Los espíritus inmundos gritaban: «Tú eres el Hijo de Dios», pero él les prohibía que lo diesen a conoce - Alfa y Omega

Los espíritus inmundos gritaban: «Tú eres el Hijo de Dios», pero él les prohibía que lo diesen a conoce

Jueves de la 2ª semana del tiempo ordinario / Marcos 3, 7-12

Carlos Pérez Laporta
'Jesús predicando en el mar de Galilea'. Grabado de la Colección Phillip Medhurst de ilustraciones bíblicas. St. George's Court, Kidderminster, Inglaterra
Jesús predicando en el mar de Galilea. Grabado de la Colección Phillip Medhurst de ilustraciones bíblicas. St. George’s Court, Kidderminster, Inglaterra. Foto: Philip De Vere.

Evangelio: Marcos 3, 7-12

En aquel tiempo, Jesús se retiró con sus discípulos a la orilla del mar y lo siguió una gran muchedumbre de Galilea.

Al enterarse de las cosas que hacía, acudía mucha gente de Judea, de Jerusalén, Idumea, Transjordania y cercanías de Tiro y Sidón. Encargó a sus discípulos que le tuviesen preparada una barca, no lo fuera a estrujar el gentío.

Como había curado a muchos, todos los que sufrían de algo se le echaban encima para tocarlo. Los espíritus inmundos, cuando lo veían, se postraban ante él, y gritaban:

«Tú eres el Hijo de Dios».

Pero él les prohibía severamente que lo diesen a conocer.

Comentario

Buscaba un lugar solitario donde reposar.

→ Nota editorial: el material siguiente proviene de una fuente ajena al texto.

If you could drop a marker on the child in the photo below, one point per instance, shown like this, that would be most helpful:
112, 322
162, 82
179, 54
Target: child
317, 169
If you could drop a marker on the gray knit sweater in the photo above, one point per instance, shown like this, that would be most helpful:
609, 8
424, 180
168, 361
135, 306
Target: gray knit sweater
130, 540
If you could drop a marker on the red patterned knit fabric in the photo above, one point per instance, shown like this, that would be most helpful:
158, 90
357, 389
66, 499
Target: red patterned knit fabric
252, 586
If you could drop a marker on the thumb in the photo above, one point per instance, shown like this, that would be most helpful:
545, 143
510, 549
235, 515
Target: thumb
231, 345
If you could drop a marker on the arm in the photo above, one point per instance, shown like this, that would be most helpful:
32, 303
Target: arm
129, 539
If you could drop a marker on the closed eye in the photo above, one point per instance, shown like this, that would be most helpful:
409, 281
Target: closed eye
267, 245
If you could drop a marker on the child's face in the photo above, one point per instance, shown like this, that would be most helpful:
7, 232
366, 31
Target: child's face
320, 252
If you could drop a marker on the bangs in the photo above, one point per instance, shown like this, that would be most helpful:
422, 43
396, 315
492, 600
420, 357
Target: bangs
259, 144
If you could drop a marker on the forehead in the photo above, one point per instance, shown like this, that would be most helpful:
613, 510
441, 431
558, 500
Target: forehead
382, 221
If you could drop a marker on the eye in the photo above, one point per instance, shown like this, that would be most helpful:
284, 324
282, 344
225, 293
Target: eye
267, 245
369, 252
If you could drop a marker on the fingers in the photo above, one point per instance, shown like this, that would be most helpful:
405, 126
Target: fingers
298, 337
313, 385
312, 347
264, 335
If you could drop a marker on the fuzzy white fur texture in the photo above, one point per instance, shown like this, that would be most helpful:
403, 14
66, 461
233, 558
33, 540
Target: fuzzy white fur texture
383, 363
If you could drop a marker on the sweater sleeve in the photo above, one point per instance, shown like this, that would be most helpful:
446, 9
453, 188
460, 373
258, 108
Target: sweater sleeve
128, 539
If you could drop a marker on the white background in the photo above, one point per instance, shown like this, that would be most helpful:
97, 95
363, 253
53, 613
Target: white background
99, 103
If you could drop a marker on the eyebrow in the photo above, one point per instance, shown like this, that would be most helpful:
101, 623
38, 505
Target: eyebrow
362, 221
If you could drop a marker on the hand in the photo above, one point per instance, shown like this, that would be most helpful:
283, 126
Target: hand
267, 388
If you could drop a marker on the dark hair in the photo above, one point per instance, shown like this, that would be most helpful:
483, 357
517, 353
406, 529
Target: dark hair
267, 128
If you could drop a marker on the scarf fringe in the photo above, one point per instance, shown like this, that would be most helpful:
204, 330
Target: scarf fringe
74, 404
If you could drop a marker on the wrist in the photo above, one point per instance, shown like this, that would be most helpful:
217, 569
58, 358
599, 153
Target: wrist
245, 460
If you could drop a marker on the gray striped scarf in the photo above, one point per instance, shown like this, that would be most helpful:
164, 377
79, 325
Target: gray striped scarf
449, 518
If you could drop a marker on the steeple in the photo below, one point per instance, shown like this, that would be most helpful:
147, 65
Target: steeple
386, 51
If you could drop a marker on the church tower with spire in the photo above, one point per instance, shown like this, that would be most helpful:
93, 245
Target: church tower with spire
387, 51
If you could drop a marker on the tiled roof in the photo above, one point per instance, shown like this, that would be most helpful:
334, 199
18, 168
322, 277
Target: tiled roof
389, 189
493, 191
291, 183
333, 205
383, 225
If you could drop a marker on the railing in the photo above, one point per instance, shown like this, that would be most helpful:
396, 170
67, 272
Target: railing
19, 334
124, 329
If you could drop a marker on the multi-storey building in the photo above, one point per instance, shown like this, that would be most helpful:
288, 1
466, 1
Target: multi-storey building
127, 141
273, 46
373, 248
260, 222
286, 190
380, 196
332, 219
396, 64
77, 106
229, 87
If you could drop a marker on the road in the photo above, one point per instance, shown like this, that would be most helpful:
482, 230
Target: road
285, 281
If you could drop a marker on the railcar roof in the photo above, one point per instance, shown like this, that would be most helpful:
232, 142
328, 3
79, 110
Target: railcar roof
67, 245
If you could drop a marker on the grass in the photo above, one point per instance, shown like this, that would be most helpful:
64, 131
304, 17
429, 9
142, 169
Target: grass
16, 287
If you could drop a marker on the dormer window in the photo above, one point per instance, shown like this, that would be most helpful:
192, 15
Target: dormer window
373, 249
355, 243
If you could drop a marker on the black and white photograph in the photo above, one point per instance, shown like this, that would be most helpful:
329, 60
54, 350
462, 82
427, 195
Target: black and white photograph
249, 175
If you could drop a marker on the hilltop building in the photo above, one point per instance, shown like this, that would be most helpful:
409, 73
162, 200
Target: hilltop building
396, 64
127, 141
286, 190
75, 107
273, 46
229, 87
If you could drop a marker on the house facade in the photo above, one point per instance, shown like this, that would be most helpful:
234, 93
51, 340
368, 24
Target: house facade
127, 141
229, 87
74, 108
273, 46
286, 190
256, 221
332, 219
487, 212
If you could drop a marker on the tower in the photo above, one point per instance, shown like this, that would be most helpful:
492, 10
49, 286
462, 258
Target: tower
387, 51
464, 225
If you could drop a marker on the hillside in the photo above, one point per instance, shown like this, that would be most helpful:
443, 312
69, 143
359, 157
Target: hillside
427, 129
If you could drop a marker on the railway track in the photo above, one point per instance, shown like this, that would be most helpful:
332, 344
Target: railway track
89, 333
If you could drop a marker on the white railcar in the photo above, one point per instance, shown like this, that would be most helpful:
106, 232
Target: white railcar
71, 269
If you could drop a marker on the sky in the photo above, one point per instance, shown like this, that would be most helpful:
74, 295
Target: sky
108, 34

Por eso, «Jesús se retiró con sus discípulos a la orilla del mar». Los que hemos vivido y crecido junto al mar, necesitamos volver a él de tanto en tanto. Nos permite recuperar el sentido de la tierra, y de todo lo que hacemos en ella. El mar es nuestro horizonte, porque nos rodea con su undoso misterio. Gracias mi a madre tomé conciencia de esa amistad con el mar: «cuando tengo dudas —me dijo cuando yo tenía diez años— me basta con venir a ver el mar, porque habla de un Dios bueno que ha hecho un mundo hermoso; entonces puedo confiar». Desde entonces, nunca me ha abandonado esa certeza del misterio bueno de Dios, pasase lo que pasase. Y me basta mirar de nuevo el mar para revivirla. No me extrañaría que Jesús y María hubiesen tenido una conversación así, y mucho menos que esa preferencia de Jesús por reposar junto al mar fuese por esa relación sanadora con el misterio.

Aquella vez no encontró soledad, porque «lo siguió una gran muchedumbre de Galilea» y, por si fuera poco, «al enterarse de las cosas que hacía, acudía mucha gente de Judea, Jerusalén, Idumea, Transjordania y cercanías de Tiro y Sidón». Toda aquella gente pensó que en aquellos milagros encontrarían la paz. «Todos los que sufrían de algo se le echaban encima para tocarlo». Pero quizá les hubiera bastado con aprender a mirar el mar como lo miraba Jesús. Quizá hubiera sido suficiente con contemplar el reflejo del mar en sus ojos para reconciliarse con sus vidas, por duras que fueran. Allí brillaba el misterio de Dios y la bondad secreta del mundo. Sus discípulos pudieron contemplarlo de cerca muchas veces. Pudieron ver que esos instantes de relación con el Padre recuperaban a Jesús de su cansancio, y le daban seguridad ante las tempestades.